Ok, so here's the scenario:
- I have a blocklist with multiple subdomains, sub-subdomains, etc. You get the idea. If there is more than one under the sub-sub level or the subdomain level, or the domain level, the program should find it, and recommend it to be wildcarded. For example, using this list, it should suggest the following: *.microsoft.com, *.windowsupdate.com. Now for a more complex list, you could have for say sub1.subdomain.domain.com, and sub1.subdomain.domain.com. Subdomain.domain.com would be recommended.

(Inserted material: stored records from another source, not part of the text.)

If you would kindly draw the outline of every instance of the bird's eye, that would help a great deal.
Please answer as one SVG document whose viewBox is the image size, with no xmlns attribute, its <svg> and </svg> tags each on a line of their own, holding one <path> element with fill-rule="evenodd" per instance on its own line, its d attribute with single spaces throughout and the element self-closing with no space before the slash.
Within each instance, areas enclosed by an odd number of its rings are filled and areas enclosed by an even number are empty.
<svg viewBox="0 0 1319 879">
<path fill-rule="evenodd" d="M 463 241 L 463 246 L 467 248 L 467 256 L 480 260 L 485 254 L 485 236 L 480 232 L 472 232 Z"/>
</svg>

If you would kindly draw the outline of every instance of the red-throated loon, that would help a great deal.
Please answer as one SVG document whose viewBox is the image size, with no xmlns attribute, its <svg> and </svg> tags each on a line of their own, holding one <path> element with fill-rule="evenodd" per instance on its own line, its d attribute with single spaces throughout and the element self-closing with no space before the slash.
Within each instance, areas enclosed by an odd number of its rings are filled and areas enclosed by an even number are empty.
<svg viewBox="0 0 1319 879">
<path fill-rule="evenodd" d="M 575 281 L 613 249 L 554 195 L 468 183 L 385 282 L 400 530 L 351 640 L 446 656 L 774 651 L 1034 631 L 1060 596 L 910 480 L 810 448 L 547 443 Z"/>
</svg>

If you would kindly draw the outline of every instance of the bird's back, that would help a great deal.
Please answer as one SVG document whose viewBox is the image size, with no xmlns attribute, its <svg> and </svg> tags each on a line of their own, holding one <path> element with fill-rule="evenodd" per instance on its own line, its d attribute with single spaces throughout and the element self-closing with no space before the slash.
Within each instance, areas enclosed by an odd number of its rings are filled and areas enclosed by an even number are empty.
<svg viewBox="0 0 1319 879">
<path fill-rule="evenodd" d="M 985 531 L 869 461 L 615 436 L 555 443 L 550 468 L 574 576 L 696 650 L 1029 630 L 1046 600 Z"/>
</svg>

windowsupdate.microsoft.com
update.microsoft.com
windowsupdate.com
download.windowsupdate.com
download.microsoft.com
test.stats.update.microsoft.com
ntservicepack.microsoft.com
au.windowsupdate.com
tlu.dl.delivery.mp.microsoft.com
I already kind of have a start to this, using python:
import re
domains = [
"windowsupdate.microsoft.com",
"update.microsoft.com",
"windowsupdate.com",
"download.windowsupdate.com",
"download.microsoft.com",
"test.stats.update.microsoft.com",
"ntservicepack.microsoft.com",
"au.windowsupdate.com",
"tlu.dl.delivery.mp.microsoft.com",
"tlu.dl.delivery.mp.microsoft.com"
]
domains = [line.rstrip('\n') for line in open("/private/tmp/blocklists/Social/twitter.txt")]
rootdomains = []
subdomains = []
subsubdomains = []
# https://go.jayke.net/YtB
domainregex = r"\b((?=[a-z0-9-]{1,63}\.)(xn--)?[a-z0-9]+(-[a-z0-9]+)*\.)+[a-z]{2,63}\b"
# Ensure that we are working with valid domains
for domain in domains:
if re.match(domainregex, domain):
print("Domain Vaild: {}".format(domain))
else:
domains.remove(domain)
print("Domain Invalid: {}".format(domain))
# Experimental stuff
for domain in domains:
parts = domain.split(".")
rootdomain = parts[(len(parts) - 2):]
subdomain = parts[(len(parts) - 3):]
subsubdomain = parts[(len(parts) - 4):]
if rootdomain not in rootdomains:
rootdomains.append(rootdomain)
if subdomain not in subdomains:
subdomains.append(subdomain)
#print(rootdomains)
#print(subdomains)
for rootdomain in rootdomains:
rdomain = ".".join(rootdomain)
for subdomain in subdomains:
sdomain = ".".join(subdomain)
if sdomain in rootdomain:
print("You might want to wildcard: {}".format(rdomain))
for subsubdomain in subsubdomains:
ssdomain = ".".join(subsubdomain)
if ssdomain in subdomain:
print("You might want to wildcard: {}".format(ssdomain))
It's not perfect, but it is more of a proof-of-concept type of thing, but I could only get it to work at the root-domain-level.
Any POSITIVE suggestions?
Thanks,
Jayke